Microsoft To Make Its AI Search Code Available To Developers

by  @lauriesullivan, May 16, 2019

Microsoft has made one of the most advanced AI tools available to anyone as an open-source project on GitHub. It also this week released examples of techniques used, and a video for those tools on Microsoft’s AI lab.

Microsoft To Make Its AI Search Code Available To Developers | DeviceDaily.com

The algorithm, Space Partition Tree And Graph (SPTAG), allows users to take advantage of the intelligence from deep-learning models to search through billions of pieces of information, called vectors, in milliseconds, according to Charlie Waldburger, a business and technology writer for Microsoft.
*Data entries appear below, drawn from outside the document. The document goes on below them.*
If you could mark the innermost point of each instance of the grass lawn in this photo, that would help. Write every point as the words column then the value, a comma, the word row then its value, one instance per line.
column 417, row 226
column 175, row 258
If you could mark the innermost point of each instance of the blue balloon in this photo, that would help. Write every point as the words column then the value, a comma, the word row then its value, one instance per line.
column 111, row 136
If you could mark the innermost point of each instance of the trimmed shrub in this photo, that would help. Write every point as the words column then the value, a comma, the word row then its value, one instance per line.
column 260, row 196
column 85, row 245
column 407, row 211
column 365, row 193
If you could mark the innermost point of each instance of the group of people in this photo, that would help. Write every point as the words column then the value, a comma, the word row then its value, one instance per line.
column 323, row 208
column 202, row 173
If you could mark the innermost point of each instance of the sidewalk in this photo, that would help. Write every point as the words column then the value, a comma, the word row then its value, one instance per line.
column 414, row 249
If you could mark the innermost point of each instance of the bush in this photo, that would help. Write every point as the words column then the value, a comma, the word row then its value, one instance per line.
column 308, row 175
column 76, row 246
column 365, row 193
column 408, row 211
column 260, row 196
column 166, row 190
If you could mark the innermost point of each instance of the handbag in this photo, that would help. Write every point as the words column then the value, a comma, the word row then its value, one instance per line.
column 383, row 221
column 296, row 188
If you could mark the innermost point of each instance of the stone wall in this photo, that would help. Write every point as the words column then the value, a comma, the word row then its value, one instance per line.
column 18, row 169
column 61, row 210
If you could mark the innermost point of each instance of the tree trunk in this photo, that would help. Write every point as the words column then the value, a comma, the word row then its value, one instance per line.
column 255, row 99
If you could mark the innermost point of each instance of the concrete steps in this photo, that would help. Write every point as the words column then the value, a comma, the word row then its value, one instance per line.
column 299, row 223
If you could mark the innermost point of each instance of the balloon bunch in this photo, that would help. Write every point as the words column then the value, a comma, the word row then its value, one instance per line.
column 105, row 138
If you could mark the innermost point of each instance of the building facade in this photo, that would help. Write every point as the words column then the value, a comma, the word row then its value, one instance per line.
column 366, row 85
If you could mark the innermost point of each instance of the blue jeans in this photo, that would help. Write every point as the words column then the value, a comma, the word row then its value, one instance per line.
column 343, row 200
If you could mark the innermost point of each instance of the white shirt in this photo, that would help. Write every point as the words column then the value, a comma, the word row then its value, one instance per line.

Microsoft began using vectors for better search, which searches by the concept rather than the keywords, as a way to solve numerous challenges emerging from the evolution of search. Vectors rely on a deep-learning algorithm that Microsoft calls an approximate nearest neighbor.

Using keyword matching — especially as voice search emerges — to query words would not find the movie title “Rocky IV,” for example, because most people would search verbally on the number “4″ by saying “Rocky four” rather than searching on the Roman numeral. 

But there are other challenges with words that have more than one meaning. For example, the keyword “bank” might refer to a financial bank or a riverbank. The query must have context for the search to become successful. 

Citing Rangan Majumder, group program manager on Microsoft’s Bing search and AI team, Waldburger puts the change into perspective. He writes that a stack of 150 billion business cards might stretch from Earth to the Moon. Instantly, Bing’s search using SPTAG can find 10 different business cards one after another within that stack of cards.

“If we give it to the community, other people can use it and build their own search around vectors search,” Majumder explains in a video. “If we give it to the community, maybe they will contribute back.”

Majumder hopes researchers and academics will use the code to explore other areas of search.